The advance of robots has profound implications for what people aspire to, not least in Hong Kong
What, though, if everything we thought we knew about getting ahead, acquiring knowledge and expertise and securing an attractive career was being shaken up? What if technological change were happening so quickly that even the specialised skills we’ve convinced ourselves will power economic growth in the coming decades become irrelevant in the space of only a few years? These things are starting to happen, and with profound implications for jobs and education.
At some point in the present decade, we entered an age of drones, 3D printing, robots and artificial intelligence. Such marvels, it is a fair bet, will eliminate millions of low-skilled and unskilled jobs involving everyday tasks from cleaning and washing up to driving vans, sorting mail and serving food. In the United States alone, the predicted wave will make the offshoring of the country’s manufacturing in recent years look like small beer. Skilled jobs will be at risk, too, though.

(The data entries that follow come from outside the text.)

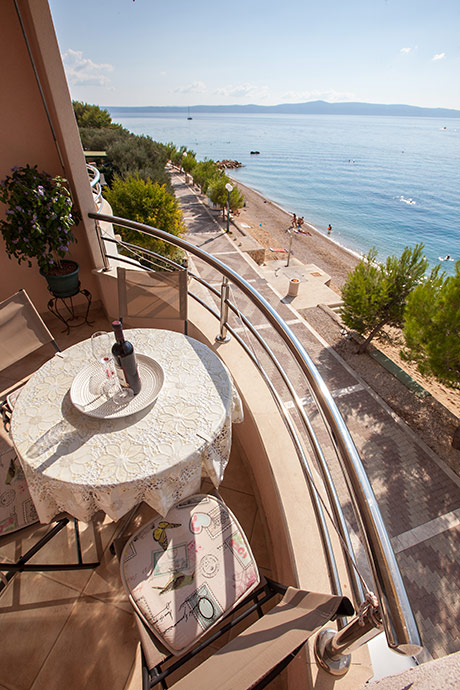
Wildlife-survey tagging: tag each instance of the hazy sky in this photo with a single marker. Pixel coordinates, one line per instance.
(147, 52)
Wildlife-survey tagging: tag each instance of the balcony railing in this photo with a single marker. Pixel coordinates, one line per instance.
(391, 609)
(95, 182)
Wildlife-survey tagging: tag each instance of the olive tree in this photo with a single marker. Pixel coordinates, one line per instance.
(147, 202)
(375, 295)
(218, 194)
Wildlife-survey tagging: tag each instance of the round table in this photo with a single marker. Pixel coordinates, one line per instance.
(79, 464)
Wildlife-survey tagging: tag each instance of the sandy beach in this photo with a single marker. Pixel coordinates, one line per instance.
(268, 224)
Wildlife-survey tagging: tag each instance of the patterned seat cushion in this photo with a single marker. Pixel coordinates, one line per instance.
(16, 507)
(185, 571)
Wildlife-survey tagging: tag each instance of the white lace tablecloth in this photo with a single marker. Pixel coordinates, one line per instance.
(79, 464)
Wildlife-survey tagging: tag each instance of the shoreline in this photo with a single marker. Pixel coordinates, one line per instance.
(356, 255)
(267, 222)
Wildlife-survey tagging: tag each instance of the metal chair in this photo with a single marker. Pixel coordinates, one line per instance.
(22, 331)
(191, 578)
(144, 296)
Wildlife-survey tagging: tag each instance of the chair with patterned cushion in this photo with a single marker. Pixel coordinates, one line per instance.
(191, 578)
(22, 331)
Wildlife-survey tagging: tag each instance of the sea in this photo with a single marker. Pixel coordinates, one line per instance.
(384, 182)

Erik Brynjolfsson, co-author of The Second Machine Age: Work, Progress, and Prosperity in a Time of Brilliant Technologies, said recently on BBC radio: “In the industrial age we automated a lot of physical work, the work of our muscles. In the new machine age, we’re doing the same things for mental work. This is having as big an impact on humanity as the industrial revolution did.” Machines could end up doing the jobs of surgeons, teachers, firefighters, entertainers – even, one imagines, bankers.